Cisco NX-OS Device Agent

This chapter describes the process of manual Agent Installation on Cisco NXOS devices. For the recommended method using the UI, refer to Device Agents

Important

Only in rare exceptions is it needed to follow the manual process of Agent installation. In almost all cases agents should be installed by creating System Agents in the UI. Installing Agents manually is more bespoke, more effort and prone to user error.

In-depth understanding of the various device states, configuration stages and Agent operation is required when attempting manual Agent installation.
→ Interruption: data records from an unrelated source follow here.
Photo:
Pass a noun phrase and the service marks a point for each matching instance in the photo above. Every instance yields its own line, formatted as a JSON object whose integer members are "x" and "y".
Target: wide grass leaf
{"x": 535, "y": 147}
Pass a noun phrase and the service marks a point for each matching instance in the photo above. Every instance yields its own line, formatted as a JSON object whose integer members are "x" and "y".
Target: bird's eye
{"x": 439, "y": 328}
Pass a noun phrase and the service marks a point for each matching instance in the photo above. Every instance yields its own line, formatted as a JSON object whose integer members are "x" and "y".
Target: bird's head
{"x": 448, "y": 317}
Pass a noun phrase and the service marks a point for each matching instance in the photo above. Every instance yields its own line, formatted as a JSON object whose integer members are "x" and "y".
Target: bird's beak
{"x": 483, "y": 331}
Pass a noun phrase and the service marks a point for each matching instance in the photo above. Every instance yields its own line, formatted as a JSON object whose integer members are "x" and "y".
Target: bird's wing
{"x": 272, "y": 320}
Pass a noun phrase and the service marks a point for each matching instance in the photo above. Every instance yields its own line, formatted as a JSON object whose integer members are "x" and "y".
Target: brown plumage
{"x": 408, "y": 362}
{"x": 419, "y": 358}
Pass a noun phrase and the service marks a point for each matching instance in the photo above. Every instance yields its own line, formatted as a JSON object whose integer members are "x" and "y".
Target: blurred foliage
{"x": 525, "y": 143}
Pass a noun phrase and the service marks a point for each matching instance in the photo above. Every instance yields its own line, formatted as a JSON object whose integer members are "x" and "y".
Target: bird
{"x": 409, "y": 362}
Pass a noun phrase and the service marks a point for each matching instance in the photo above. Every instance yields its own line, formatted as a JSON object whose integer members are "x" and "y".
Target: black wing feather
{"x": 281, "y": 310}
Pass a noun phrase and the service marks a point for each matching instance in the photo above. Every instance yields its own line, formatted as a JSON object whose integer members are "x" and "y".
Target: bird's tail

When in doubt, contact Apstra Global Support.

Quick start

Manual installation of the Agent involves the following steps:

  • Modifying the guestshell disk size, memory and cpu, as well as restarting the guestshell in order to take effect.
  • Copying the device agent from the AOS Server and installing it.
  • Modifying the aos config file.

Warning

The Cisco GuestShell is not partitioned to be unique with AOS. If there are other applications hosting on the guestshell, any changes in the guestshell could impact them.

Warning

Commands in the “Bootstrap” or “Pristine” configuration may interfere with configuration added by AOS during fabric deployment.

Adding NX-OS configuration “system jumbomtu” with a value lower than MTUs used by AOS will cause AOS MTU commands to fail.

Device configuration requirements

Configuration steps must happen in order on NX-OS - VRF, NXAPI, GuestShell, Create Management VRF. Apstra’s AOS Device agent requires the use of VRF of the name management to allow for agent-server communication. Ensure these lines appear in the running configuration.

!
no password strength-check
username admin password admin-password role network-admin
copp profile strict
!
vrf context management
  ip route 0.0.0.0/0 <Management Default Gateway>
!
interface mgmt0
  vrf member management
  ip address <Management CIDR Address>
!

Resize and Enable the Guestshell

Either the guestshell is running or not restarting or enabling the service is required after the the following step.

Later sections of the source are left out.